Implementation of TIP as a “Trustworthy Influence Protocol” depends on accurate, online elicitation of trust reports $t_k^{h,r}$ and interpersonal trust $t_k^{h,h'}$ at each timestep. The protocol assumes truthful and cooperative self-reporting, does not explicitly account for adversarial or deceptive agents, and may require adaptation in heterogeneous or larger teams.

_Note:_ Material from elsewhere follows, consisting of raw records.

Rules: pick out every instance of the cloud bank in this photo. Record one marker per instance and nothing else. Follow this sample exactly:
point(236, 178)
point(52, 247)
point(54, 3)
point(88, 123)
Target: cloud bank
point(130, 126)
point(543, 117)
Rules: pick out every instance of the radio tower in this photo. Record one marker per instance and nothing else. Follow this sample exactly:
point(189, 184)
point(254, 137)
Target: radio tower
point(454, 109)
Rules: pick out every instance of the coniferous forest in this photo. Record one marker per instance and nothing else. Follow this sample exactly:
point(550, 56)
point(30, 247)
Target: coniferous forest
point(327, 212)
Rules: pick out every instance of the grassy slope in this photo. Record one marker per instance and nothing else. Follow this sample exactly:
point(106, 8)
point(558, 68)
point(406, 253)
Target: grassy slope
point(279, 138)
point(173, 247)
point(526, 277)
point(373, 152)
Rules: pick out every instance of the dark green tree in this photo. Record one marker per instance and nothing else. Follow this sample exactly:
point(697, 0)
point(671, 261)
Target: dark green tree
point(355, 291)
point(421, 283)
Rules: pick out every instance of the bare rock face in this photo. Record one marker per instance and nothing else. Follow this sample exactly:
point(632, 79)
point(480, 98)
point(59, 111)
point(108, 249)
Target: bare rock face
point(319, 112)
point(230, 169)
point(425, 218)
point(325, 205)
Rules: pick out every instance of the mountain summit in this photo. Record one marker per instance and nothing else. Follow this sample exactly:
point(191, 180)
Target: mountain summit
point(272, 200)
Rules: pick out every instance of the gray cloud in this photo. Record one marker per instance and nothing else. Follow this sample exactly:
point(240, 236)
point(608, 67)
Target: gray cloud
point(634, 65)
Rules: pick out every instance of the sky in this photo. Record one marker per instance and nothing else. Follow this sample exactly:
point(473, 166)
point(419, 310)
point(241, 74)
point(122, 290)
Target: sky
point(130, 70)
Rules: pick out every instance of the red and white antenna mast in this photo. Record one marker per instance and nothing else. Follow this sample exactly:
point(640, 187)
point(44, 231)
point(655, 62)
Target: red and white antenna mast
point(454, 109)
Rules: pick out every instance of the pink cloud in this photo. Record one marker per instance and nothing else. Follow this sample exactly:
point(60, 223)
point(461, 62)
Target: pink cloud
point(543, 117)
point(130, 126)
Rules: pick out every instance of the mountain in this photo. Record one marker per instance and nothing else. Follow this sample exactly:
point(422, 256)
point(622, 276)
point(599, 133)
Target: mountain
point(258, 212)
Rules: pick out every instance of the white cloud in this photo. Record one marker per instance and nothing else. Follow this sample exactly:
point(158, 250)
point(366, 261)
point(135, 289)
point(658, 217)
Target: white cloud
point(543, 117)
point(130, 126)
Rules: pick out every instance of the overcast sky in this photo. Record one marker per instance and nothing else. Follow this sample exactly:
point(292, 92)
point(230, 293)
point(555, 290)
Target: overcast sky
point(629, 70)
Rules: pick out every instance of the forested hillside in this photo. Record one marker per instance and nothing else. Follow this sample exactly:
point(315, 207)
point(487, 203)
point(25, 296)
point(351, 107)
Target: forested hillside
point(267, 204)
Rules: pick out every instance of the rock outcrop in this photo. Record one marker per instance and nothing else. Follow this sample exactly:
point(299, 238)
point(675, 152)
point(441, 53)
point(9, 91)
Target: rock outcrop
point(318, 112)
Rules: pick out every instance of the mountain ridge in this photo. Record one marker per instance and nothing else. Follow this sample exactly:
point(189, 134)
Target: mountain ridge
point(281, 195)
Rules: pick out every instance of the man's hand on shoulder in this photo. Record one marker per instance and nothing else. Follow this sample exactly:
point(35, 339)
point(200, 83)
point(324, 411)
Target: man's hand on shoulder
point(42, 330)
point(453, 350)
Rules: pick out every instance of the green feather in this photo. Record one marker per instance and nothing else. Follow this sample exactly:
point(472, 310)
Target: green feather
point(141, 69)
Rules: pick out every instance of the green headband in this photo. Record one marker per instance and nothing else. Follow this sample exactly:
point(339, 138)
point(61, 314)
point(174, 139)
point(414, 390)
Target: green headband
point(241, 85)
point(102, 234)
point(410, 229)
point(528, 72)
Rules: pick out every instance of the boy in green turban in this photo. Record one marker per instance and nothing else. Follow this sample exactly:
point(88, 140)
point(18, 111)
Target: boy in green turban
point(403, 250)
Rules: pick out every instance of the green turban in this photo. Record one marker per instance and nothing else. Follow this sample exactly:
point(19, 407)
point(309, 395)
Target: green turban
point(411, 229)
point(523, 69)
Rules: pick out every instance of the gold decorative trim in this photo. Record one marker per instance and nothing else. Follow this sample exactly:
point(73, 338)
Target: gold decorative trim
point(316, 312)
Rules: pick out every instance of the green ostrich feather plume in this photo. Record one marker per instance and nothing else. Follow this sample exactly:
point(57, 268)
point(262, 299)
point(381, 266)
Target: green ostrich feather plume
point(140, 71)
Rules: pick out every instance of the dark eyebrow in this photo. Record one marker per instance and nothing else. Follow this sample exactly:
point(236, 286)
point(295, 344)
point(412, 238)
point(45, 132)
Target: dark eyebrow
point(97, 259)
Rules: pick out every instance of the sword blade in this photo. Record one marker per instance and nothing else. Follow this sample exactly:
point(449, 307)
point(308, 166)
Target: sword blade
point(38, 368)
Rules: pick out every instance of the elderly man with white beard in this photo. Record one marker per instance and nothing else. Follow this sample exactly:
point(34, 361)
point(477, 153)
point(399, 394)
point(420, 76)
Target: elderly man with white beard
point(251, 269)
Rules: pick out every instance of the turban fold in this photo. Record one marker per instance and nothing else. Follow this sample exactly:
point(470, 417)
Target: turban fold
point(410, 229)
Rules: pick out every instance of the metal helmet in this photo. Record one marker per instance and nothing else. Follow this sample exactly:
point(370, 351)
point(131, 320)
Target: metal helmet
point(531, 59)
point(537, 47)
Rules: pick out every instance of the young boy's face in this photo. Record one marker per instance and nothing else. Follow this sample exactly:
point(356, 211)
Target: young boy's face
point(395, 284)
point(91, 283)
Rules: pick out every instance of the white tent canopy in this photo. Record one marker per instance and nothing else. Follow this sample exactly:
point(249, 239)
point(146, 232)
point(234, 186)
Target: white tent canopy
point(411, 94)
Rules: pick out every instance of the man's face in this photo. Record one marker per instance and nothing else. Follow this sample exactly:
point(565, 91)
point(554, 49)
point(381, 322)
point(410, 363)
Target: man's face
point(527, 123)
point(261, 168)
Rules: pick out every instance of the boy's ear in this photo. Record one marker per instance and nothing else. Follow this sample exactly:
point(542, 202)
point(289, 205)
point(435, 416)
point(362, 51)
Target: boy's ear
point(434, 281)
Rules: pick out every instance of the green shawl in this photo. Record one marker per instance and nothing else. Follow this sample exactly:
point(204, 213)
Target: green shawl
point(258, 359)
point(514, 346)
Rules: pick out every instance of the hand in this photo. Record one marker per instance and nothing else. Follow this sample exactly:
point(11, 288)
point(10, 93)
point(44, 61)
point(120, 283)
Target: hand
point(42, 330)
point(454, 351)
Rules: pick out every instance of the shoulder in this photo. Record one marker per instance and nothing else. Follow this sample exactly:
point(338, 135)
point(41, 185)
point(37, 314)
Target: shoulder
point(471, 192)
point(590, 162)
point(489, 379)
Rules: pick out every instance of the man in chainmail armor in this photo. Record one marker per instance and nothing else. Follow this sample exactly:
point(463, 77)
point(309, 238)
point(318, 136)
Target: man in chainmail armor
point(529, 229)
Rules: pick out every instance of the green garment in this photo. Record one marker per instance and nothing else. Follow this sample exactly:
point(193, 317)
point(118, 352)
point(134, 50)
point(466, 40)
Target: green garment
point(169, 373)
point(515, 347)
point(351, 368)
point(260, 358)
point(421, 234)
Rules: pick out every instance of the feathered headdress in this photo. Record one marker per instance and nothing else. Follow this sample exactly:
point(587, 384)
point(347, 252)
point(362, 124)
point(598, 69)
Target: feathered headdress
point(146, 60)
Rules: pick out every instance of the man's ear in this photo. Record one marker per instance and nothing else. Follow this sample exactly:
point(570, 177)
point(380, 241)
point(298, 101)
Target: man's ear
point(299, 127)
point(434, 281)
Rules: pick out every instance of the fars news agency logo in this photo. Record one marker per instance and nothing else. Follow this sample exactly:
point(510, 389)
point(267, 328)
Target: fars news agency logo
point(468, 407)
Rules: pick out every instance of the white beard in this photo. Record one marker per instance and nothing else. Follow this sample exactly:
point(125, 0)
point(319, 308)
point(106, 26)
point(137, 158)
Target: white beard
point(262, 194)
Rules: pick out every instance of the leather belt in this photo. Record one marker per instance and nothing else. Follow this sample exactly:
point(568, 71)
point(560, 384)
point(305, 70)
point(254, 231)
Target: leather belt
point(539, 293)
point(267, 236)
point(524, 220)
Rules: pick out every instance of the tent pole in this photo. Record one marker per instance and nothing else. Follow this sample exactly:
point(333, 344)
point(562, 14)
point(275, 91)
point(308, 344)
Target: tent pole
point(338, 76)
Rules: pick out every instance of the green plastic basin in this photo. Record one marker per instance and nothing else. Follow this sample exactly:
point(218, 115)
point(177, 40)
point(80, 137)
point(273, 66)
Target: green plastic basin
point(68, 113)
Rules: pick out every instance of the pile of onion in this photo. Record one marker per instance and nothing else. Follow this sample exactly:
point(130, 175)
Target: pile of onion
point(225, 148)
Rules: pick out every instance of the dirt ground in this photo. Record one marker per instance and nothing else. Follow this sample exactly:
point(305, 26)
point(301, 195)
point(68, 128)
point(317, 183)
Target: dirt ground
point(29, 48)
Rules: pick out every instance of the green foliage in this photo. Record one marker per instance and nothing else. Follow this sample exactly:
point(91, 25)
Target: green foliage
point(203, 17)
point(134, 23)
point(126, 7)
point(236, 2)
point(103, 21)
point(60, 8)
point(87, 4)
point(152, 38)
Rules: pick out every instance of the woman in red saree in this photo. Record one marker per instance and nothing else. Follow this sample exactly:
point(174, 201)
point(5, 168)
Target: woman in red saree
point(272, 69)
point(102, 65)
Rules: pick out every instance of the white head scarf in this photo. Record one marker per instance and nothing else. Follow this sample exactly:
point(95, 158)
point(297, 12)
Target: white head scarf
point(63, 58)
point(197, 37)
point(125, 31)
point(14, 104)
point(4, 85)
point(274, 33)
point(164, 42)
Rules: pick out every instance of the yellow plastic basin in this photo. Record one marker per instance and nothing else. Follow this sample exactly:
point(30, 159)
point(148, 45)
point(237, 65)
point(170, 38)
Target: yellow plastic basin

Scalability is $O(|H| \times |R|)$ for maintaining state variables, and $O(|H|^2 \times |R|)$ for propagation links. Current limitations include the lack of temporal decay for outdated experiences and modeling only single-dimensional trust; extensions to multi-faceted trust or trust estimation via behavioral or psychophysiological signals are proposed. The approach assumes uniform sharing; more complex social network structures or varying degrees of selectivity could further enhance fidelity in larger or hierarchical teams.

7. Significance and Prospective Extensions

TIP provides, to date, the first Bayesian computational trust model specifically for multi-human multi-robot teams, establishing mechanisms to both capture and propagate trust across agents in a principled manner. Its ability to fuse direct and indirect experience yields more accurate, personalized trust dynamics, outperforming baseline models that ignore trust propagation.

Potential future directions include incorporation of temporal decay mechanisms, richer trust representations (e.g., multi-dimensional trust attributes), and indirect estimation of trust via analysis of agent behavior or biosignals. A more generalized network structure supporting selective, non-uniform information sharing would enhance applicability to real-world, large-scale collaborative teams (Guo et al., 2023).